Des lieux d’accueil pour un accompagnement global 

Baptisées « Repaires Santé » et pensées sur mesure, les trois lieux d’accueil de l’ADSF (un à Lille et deux à Paris) reçoivent entre 30 et 50 femmes par jour à Paris. Elles prolongent les premiers entretiens en évaluant, de façon complète, les besoins de chacune... Qu’il s’agisse d’examens médicaux (frottis, IST, TROD), de l’ouverture d’un dossier d’accès aux soins, d’un suivi social pour l’obtention d’un hébergement, d’un accompagnement psychologique pour les aider à dépasser les traumatismes vécus. Après ce bilan, les femmes sont dirigées vers les services adaptés, les équipes de l’ADSF servant de point de liaison entre les structures pour accélérer leur prise en charge. Ouverts de 9h30 à 17h du lundi au vendredi, ces lieux accueillent aussi des femmes qui viennent spontanément  seules ou avec leurs enfants  se reposer, prendre une douche, chercher des vêtements, un kit d’hygiène et participer, si elles le souhaitent, à l’un des groupes de parole régulièrement organisés autour de la santé, la sexualité... Le tout sans compter les repas mis à disposition chaque jour par l’Armée du Salut, dans le centre parisien de Barbès.
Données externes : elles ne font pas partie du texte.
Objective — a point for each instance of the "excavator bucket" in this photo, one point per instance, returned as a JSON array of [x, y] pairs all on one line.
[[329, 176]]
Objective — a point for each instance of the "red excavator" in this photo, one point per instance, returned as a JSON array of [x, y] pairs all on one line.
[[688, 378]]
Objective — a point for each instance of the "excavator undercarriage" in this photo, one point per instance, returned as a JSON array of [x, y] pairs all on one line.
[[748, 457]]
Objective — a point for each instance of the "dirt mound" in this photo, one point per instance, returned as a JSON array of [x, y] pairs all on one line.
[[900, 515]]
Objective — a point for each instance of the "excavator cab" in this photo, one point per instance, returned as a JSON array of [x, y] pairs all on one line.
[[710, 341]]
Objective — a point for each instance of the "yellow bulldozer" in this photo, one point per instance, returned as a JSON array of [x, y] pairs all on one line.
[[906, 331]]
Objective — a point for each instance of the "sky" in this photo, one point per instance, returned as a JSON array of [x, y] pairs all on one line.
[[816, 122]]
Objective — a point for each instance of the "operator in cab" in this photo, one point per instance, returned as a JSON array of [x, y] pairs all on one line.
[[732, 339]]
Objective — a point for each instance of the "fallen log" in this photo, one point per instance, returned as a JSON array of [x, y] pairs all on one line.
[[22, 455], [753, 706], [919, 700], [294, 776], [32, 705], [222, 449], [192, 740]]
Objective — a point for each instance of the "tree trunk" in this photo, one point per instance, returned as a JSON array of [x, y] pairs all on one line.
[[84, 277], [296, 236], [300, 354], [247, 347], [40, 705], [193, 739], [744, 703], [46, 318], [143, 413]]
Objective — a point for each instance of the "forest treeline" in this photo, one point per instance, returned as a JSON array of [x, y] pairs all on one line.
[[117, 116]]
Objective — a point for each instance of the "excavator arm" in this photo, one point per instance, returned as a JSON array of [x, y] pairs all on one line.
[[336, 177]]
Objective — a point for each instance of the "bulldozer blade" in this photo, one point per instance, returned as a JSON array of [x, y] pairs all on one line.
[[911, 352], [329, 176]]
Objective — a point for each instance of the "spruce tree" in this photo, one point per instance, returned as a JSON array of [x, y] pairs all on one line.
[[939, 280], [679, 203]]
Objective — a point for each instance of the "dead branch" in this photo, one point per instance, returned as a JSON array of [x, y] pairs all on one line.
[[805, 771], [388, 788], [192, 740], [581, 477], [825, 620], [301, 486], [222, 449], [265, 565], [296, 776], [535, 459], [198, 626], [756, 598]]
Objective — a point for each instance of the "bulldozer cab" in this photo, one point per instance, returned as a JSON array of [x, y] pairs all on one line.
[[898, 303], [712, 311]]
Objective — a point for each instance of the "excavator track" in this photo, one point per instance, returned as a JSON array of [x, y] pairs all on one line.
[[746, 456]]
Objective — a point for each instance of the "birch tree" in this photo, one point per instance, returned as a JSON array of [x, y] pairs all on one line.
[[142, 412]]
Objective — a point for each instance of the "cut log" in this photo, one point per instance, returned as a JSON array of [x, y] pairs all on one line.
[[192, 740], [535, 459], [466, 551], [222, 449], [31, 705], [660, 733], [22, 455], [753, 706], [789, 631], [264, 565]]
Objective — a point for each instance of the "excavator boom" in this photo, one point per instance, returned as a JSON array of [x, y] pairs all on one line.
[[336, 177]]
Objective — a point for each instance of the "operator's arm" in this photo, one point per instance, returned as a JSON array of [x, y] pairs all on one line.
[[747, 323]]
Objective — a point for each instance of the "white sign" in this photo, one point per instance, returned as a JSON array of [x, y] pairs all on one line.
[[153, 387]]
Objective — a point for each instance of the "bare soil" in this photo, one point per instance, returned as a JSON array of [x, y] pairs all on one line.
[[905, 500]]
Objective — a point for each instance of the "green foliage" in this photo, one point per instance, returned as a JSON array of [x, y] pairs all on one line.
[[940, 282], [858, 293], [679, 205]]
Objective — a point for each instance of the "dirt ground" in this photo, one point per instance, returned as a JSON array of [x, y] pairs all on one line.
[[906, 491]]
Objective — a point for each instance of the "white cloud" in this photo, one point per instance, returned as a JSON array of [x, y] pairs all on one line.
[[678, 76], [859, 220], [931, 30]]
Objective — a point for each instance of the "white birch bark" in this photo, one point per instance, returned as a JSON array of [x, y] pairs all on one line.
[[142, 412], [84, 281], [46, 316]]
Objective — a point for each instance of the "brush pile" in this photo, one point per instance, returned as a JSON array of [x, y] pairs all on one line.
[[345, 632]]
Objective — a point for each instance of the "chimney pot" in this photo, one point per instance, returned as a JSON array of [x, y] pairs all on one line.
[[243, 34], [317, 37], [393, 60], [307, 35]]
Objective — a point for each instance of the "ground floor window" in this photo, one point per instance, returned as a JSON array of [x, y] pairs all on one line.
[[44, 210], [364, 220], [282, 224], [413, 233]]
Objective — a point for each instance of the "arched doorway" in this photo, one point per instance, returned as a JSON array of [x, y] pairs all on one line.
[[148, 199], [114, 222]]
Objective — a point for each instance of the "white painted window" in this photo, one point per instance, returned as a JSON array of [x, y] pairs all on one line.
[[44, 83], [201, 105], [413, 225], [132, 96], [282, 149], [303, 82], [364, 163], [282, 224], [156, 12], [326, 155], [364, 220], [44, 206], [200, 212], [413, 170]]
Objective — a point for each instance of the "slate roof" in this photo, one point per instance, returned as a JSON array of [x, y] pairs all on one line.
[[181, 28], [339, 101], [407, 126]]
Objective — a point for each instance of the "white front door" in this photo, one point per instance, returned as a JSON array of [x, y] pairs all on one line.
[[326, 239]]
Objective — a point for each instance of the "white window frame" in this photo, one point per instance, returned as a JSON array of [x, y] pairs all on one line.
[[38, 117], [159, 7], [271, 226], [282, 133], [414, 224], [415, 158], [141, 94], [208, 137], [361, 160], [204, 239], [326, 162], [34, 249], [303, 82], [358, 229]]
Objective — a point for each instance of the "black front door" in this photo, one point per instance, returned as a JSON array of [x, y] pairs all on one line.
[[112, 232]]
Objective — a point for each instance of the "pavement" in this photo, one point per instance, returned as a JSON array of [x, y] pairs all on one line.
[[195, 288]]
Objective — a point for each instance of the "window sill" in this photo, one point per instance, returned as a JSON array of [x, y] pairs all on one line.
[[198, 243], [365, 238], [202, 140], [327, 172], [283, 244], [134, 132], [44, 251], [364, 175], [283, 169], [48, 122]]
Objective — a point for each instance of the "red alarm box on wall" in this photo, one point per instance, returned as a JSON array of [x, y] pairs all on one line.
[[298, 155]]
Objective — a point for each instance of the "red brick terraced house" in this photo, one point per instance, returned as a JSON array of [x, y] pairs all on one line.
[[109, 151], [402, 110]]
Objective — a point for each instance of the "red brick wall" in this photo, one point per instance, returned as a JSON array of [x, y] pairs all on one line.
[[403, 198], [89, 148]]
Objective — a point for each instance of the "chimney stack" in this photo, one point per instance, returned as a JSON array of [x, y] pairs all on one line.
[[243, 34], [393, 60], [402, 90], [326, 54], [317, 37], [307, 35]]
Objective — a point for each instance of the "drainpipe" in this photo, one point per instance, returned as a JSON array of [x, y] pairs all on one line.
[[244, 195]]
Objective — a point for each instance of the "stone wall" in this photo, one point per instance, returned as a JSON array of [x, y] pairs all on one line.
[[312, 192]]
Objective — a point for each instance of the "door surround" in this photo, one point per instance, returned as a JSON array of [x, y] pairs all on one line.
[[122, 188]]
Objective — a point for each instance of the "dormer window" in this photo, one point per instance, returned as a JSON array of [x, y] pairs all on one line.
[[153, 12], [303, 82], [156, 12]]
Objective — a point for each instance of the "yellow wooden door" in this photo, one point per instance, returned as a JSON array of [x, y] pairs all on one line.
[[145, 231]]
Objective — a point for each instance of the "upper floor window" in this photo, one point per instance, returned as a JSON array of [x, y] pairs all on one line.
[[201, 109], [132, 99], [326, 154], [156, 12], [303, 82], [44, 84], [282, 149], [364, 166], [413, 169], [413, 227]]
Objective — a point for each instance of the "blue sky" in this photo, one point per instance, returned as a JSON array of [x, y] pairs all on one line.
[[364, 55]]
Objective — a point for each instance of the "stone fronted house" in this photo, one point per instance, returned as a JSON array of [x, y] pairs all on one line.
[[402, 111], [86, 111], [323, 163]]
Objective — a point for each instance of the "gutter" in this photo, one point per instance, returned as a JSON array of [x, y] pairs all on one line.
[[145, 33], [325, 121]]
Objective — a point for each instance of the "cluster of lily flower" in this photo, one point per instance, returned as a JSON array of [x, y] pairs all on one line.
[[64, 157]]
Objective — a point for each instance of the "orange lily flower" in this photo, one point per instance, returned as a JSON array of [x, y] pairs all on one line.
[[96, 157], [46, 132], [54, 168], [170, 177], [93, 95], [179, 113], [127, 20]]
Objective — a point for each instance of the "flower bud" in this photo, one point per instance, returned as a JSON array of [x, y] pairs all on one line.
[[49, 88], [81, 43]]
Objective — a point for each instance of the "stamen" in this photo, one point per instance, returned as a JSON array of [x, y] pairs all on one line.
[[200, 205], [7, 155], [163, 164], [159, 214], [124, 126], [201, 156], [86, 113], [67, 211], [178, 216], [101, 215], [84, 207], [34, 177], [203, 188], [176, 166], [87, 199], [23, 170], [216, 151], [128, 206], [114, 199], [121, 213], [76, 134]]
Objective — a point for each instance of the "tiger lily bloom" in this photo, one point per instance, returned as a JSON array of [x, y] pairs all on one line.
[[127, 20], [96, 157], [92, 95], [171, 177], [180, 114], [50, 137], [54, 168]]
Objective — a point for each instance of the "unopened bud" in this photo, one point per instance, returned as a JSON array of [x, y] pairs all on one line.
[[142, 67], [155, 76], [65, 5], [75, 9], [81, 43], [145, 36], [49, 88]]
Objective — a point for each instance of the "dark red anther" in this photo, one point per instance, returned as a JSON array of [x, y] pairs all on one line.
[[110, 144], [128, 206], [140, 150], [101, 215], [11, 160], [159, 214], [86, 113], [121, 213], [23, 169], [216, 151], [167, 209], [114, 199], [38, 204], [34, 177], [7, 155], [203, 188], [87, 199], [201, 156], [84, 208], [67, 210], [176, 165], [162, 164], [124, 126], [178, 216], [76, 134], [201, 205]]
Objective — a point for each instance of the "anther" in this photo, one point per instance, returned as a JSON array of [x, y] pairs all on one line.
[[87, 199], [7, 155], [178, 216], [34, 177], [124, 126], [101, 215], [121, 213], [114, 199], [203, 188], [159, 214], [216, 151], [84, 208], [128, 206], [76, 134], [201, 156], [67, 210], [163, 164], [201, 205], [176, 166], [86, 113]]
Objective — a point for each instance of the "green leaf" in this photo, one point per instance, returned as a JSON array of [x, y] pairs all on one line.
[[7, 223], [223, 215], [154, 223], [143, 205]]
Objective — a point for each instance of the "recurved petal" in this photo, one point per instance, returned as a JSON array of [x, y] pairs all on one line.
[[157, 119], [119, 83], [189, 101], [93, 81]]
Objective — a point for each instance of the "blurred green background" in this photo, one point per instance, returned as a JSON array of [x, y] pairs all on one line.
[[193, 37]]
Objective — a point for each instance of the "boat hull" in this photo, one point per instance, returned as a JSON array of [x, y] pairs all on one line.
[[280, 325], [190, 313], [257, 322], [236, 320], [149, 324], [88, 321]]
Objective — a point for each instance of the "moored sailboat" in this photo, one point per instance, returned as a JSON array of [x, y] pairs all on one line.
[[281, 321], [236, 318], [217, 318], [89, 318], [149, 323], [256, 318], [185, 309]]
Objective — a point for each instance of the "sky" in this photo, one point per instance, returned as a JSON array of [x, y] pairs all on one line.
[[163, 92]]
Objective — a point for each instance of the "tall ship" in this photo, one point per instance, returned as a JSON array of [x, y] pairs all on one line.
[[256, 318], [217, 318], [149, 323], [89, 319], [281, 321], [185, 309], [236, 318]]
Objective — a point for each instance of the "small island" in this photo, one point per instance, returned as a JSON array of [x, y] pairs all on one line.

Et bientôt, un centre à Marseille 

Pour amplifier ses actions, l’ADSF cherche à élargir ses équipes en recrutant des professionnels de santé bénévoles (médecins, infirmières, psychologues …) pour réaliser les premiers gestes médicaux et des évaluations de santé, avant d’accompagner les femmes dans leur prise en charge. Elle fait aussi appel à des volontaires hors contexte médical, leur proposant une formation pour accueillir les femmes, durant les maraudes et dans les lieux Repaires. Une mission que l’association compte bien développer aussi en créant de nouvelles structures, notamment à Marseille…

L’accompagnement de la Fondation Bettencourt Schueller

Le soutien de la Fondation a commencé pendant la période de confinement pendant laquelle l’association a dû faire face à une forte sollicitation dans un contexte particulièrement difficile. Depuis, la Fondation a prolongé son soutien pour aider l’association à structurer son équipe et consolider ses actions.